Türklopfer am Eingang zur National Library

Stimmt auch. Es liegt aber nicht an mir. 
Es liegt am Akzent. 

National Museum of Ireland: Ausstellung zur Bronzezeit


All die Jahre, die ich damit zugebracht habe, so britisch wie möglich zu klingen, bringen mich jetzt in die heikle Situation, dass meine irischen Mitbürger mich für eine Ururururenkelin ihrer Unterdrücker halten und mir, kaum dass ich den ersten Satz geäußert habe, in etwa so charmant begegnen, als hätte ich ihnen ins Gesicht gespukt. 
Mein Englisch ist lange nicht mehr so überzeugend, wie es mal war. Offensichtlich reicht es aber immer noch aus, um Leute zumindest für die ersten Sätze zu täuschen. Bis gestern Abend war das alles nur eine Theorie, aber dann bin ich vor der Bar „The Big Romance“ mit einem Mann aus Cork (nicht aus Dublin!! Direkt erstes Fettnäpfchen) ins Gespräch gekommen und er hat mir bestätigt, dass es tatsächlich daran liegt.

Blick von der National Library zum National Museum

Eingang zur National Library

 

Ich kann die Iren durchaus verstehen. Wer jahrhundertelang unterjocht wurde, darf gelinden Unmut gegenüber den Besatzern empfinden. (Nicht, dass heutige Engländer irgendwas für die Verbrechen ihrer Vorfahren können.) Das wird allerdings dazu führen, dass ich jetzt jedes Mal, wenn ich mit einem Iren in Kontakt komme, irgendwie im ersten Satz zu erwähnen versuche, dass ich Deutsche bin. Vielleicht sollte ich in Zukunft mit Lederhosen und Maßkrug durch Dublin laufen. Oder einfach, wie gestern Abend, statt einem Guinness ein Hofbräu bestellen. Der Barkeeper wusste sofort, dass ich Deutsche bin: Alle anderen Nationen brechen sich bei dem Namen einen ab. (Vielleicht bis auf Österreicher und Schweizer. Aber ähnlich wie für uns der Unterschied zwischen Kanadiern und Amerikanern oder Briten und Iren auf den ersten Blick schwer auszumachen ist, sind für Iren Österreicher, Schweizer und Deutsche irgendwie auch dasselbe.) 

Wenn sie mich nicht mehr für eine Engländerin halten, sind die Iren übrigens ganz reizend.

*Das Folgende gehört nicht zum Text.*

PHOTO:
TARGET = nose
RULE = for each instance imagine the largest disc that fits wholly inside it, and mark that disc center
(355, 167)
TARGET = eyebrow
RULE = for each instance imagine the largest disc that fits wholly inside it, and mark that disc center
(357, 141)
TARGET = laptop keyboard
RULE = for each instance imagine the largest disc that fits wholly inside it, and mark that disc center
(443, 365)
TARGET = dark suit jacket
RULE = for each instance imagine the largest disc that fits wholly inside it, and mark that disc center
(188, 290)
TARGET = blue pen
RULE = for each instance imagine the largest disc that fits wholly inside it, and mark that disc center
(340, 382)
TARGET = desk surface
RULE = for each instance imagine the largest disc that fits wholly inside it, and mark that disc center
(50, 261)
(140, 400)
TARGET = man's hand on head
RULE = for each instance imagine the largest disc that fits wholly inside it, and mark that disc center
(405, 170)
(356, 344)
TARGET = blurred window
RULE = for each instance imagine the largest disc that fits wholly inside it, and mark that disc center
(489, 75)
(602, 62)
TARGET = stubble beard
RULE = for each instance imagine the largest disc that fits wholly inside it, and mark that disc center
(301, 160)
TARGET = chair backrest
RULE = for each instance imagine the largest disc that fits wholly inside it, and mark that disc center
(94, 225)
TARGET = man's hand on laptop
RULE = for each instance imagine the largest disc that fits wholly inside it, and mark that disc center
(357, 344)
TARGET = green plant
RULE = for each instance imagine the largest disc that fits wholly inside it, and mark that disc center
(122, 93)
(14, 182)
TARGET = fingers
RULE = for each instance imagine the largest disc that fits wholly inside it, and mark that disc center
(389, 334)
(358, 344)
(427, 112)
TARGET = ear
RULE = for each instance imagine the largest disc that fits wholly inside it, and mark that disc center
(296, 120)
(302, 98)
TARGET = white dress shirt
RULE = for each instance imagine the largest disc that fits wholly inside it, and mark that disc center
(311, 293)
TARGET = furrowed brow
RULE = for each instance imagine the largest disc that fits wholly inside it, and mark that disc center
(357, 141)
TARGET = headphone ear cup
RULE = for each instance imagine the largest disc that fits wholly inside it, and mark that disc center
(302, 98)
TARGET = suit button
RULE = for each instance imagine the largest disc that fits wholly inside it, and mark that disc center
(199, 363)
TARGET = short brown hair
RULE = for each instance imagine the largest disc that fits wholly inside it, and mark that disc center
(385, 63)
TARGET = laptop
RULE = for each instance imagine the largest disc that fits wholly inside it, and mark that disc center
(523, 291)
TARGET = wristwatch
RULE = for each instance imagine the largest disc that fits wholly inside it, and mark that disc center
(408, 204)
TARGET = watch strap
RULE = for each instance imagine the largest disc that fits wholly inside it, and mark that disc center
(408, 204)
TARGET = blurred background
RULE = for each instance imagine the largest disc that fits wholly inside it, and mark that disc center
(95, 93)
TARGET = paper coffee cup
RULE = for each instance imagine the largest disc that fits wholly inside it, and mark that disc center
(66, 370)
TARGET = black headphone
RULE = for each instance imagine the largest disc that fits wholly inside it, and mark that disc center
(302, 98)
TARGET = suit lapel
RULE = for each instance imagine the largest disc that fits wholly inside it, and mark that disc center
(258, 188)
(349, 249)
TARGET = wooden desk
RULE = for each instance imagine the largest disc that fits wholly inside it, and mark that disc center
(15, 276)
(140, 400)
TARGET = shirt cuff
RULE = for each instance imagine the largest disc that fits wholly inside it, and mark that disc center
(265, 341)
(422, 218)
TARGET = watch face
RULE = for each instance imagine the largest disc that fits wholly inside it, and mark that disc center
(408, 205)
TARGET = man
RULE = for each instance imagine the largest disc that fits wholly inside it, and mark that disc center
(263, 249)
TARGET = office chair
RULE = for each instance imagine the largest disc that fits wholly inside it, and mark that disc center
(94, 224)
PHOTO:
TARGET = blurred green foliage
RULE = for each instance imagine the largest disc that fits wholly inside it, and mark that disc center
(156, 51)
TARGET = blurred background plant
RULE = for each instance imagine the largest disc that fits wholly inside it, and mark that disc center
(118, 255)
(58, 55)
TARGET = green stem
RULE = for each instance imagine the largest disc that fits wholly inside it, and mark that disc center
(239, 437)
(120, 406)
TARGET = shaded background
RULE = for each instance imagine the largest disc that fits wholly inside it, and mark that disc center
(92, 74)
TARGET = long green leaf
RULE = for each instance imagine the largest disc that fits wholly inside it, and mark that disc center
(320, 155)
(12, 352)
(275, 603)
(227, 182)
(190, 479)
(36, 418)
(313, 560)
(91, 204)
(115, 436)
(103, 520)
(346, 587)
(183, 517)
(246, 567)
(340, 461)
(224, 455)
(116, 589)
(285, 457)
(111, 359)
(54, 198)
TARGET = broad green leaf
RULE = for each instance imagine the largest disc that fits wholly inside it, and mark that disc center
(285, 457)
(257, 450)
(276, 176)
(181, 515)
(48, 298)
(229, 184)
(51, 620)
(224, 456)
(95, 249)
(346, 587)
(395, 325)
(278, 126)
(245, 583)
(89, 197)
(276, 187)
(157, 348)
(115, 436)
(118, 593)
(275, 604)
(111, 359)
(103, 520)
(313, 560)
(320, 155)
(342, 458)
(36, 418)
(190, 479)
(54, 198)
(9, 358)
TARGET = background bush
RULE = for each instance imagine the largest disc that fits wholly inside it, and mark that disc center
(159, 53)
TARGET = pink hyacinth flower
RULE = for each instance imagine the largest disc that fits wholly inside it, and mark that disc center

Also wirklich. Mit so vielen Leuten wie gestern Abend bin ich vor einem Pub lange nicht mehr ins Gespräch gekommen. Die Iren sind gesellige Schnacker. Man versteht nur die Hälfte (selbst Muttersprachlerin Lauren), dafür fühlt man sich fast schon integriert. 

Ein paar Eindrücke aus der Freemason’s Hall der irischen Abteilung der Freimaurer...

...ohne Photos von Personen, weil man da sehr vorsichtig sein soll: In manchen Ländern werden Freimaurer immer noch verfolgt...

...dabei ist mir das fast egal, weil die Doofies immer noch keine Frauen beitreten lassen. 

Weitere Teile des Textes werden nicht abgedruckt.